Make no mistake, though: The press corps is in full frenzy over what the Bush administration may or may not have done to help Enron as it was going down the tubes--though there is no evidence the Bush administration did anything beyond take phone calls from desperate Enron executives. But the real story here is not about lawbreaking or extraordinary behavior. It is about what has become standard practice in Washington every day.
When corporations make political donations, the money is generally not used to lobby for free market reforms--although Enron did some of that. Rather, the money is used to encourage French-style dirigisme. It is used to lure government into bed with private commercial interests. That's not an effect conservatives should cheer.

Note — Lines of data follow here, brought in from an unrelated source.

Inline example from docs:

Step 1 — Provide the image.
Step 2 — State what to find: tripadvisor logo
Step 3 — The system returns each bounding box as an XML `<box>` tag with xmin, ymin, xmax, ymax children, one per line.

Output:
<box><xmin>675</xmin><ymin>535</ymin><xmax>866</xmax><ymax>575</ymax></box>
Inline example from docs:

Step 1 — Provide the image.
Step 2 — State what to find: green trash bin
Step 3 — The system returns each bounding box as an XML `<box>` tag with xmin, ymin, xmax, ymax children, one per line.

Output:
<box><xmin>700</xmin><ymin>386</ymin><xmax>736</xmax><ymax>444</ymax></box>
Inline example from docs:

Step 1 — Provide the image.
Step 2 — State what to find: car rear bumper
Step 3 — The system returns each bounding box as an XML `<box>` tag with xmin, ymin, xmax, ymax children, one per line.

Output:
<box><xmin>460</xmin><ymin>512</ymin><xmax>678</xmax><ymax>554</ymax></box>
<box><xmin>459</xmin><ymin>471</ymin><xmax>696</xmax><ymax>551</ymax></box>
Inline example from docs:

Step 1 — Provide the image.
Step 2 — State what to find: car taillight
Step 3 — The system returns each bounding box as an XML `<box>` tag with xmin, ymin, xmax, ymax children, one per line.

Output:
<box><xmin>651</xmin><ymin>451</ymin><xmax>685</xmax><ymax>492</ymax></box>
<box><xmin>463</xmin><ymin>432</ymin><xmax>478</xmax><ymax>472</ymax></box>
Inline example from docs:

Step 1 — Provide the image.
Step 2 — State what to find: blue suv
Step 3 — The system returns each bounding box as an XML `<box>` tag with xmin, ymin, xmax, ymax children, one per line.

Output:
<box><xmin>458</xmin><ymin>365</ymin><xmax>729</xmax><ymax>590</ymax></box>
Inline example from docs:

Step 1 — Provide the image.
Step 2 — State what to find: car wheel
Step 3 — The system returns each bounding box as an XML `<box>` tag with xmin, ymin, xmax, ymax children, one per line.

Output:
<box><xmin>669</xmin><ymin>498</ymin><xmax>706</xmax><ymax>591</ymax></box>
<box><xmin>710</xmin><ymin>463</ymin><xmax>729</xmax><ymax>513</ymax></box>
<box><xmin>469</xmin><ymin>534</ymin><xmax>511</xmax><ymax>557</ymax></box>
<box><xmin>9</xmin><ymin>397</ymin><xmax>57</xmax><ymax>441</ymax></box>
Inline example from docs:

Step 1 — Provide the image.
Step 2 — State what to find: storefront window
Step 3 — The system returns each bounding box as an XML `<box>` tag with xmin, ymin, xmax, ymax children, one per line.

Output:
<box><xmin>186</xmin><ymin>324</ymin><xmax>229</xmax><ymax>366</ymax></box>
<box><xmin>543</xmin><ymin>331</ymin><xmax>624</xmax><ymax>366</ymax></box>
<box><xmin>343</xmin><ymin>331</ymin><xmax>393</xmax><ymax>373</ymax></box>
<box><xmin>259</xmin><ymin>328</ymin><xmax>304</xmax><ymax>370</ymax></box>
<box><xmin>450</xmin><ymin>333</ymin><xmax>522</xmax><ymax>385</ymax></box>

David Brooks is a senior editor at The Weekly Standard. © Copyright 2001, News Corporation, Weekly Standard, All Rights Reserved.
For education only
Ken Lay has known George Bush for a number of years. His position on the Kyoto treaty was a campaign promise (which almost all Texans would have realized he intended to keep).
So, WHY would Lay think that Bush would reverse himself on Kyoto?
I don't think Lay thought this at all. I think that money was given to the Republicans even though Lay was SURE that Gore would win. Then any preferential treatment wouldn't look suspicious...because after all, Enron gave more to Republicans. I am wondering if Lay knows a heck of a lot more about the election than he is letting on.
I suppose I will just go put on my tin-foil ensemble now.